In 1475 the condottiero Colleoni, a former Captain General for the Republic of Venice, died and by his will left a substantial part of his estate to the Republic on condition that a statue of himself should be commissioned and set up in the Piazza San Marco. In 1479 the Republic announced that it would accept the legacy, but that (as statues were not permitted in the Piazza) the statue would be placed in the open space in front of the Scuola San Marco. A competition was arranged to enable a sculptor to be selected. Three sculptors competed for the contract, Verrocchio from Florence, Alessandro Leopardi from Venice and Bartolomeo Vellano from Padua. Verrocchio made a model of his proposed sculpture using wood and black leather, while the others made models of wax and clay. The three models were exhibited in Venice in 1483 and the contract was awarded to Verrocchio. He then opened a workshop in Venice and made the final clay model which was ready to be cast in bronze, but he died in 1488, before this was done. He had asked that his pupil Lorenzo di Credi, who was then in charge of his workshop in Florence, should be entrusted with the finishing of the statue, but after the considerable delay the Venetian state commissioned Leopardi to do this. The statue was eventually erected on a pedestal made by Leopardi in the piazza in front of Santi Giovanni e Paolo in Venice, where it stands today.

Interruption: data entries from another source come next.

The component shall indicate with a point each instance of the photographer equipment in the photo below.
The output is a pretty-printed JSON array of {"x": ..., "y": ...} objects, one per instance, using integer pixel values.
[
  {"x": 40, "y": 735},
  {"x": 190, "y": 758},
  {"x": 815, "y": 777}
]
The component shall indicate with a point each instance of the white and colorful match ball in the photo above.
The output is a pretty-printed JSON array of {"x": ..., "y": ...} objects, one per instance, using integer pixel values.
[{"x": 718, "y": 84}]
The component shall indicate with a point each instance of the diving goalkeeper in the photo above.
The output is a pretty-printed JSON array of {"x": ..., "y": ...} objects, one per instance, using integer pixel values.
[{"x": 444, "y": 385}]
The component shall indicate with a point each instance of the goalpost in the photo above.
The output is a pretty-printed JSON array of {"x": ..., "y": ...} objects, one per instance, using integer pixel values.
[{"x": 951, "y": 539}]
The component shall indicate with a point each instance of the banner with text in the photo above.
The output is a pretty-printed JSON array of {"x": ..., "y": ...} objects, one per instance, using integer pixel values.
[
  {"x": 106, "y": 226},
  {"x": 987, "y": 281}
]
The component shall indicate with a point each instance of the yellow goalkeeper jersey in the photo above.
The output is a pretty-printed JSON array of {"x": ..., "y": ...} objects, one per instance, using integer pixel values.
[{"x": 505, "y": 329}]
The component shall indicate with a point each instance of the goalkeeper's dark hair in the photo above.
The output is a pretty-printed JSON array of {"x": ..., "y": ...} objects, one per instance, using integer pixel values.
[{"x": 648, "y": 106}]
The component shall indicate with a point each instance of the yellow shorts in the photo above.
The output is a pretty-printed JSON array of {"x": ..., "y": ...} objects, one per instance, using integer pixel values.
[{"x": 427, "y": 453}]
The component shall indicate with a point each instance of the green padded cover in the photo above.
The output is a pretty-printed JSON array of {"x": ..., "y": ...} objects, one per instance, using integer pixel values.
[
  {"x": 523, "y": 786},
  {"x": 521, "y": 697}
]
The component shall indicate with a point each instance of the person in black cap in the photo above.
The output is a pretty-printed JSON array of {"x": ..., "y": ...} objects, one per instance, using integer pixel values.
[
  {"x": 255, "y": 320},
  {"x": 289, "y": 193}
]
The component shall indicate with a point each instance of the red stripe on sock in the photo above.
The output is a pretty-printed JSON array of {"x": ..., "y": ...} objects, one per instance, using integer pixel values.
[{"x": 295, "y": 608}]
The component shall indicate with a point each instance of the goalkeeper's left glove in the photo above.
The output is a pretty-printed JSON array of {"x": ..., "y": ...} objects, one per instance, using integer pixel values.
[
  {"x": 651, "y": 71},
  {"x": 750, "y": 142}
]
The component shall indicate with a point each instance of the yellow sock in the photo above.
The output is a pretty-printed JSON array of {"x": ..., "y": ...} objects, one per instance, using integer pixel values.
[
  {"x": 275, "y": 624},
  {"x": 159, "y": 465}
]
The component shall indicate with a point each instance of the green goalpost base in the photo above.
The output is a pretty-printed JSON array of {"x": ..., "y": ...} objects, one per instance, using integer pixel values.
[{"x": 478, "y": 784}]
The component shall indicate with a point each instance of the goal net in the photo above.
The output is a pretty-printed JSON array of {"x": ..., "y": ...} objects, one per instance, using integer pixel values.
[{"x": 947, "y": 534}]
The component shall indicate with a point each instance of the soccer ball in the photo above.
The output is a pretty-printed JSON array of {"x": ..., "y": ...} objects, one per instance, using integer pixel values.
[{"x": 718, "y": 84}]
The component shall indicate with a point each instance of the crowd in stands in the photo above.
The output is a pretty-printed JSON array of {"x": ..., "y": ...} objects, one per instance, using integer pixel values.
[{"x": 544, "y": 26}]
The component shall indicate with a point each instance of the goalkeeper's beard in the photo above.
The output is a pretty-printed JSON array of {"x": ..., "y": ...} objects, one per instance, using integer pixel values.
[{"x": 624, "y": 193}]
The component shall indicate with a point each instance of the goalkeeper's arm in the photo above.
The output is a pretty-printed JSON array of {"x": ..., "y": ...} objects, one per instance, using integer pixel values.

Leopardi cast the bronze very successfully and the statue is universally admired, but Pope-Hennessy suggests that, if Verrocchio had been able to do this himself, he would have finished the head and other parts more smoothly and made it even better than it is. Although it was not placed where Colleoni had intended, Passavent emphasised how fine it looks in its actual position, writing that "the magnificent sense of movement in this figure is shown to superb advantage in its present setting" and that, as sculpture, "it far surpasses anything the century had yet aspired to or thought possible". He points out that both man and horse are equally fine and together are inseparable parts of the sculpture.

Verrocchio is unlikely to have ever seen Colleoni and the statue is not a portrait of the man but of the idea of a strong and ruthless military commander "bursting with titanic power and energy". This is in contrast to Donatello's statue at Padua of the condottiere Erasmo da Narni known as Gattamelata with its "air of calm command" and all Verrocchio's effort "has been devoted to the rendering of movement and of a sense of strain and energy".

==Portrayals in media==
Verrocchio is a character in Phil Melanson's historical novel "Florenzer", where he is featured as Leonardo da Vinci's mentor, is portrayed as a prolific artist, and provides a glimpse into the lives of LGBTQIA+ men living in Florence in the 1400s.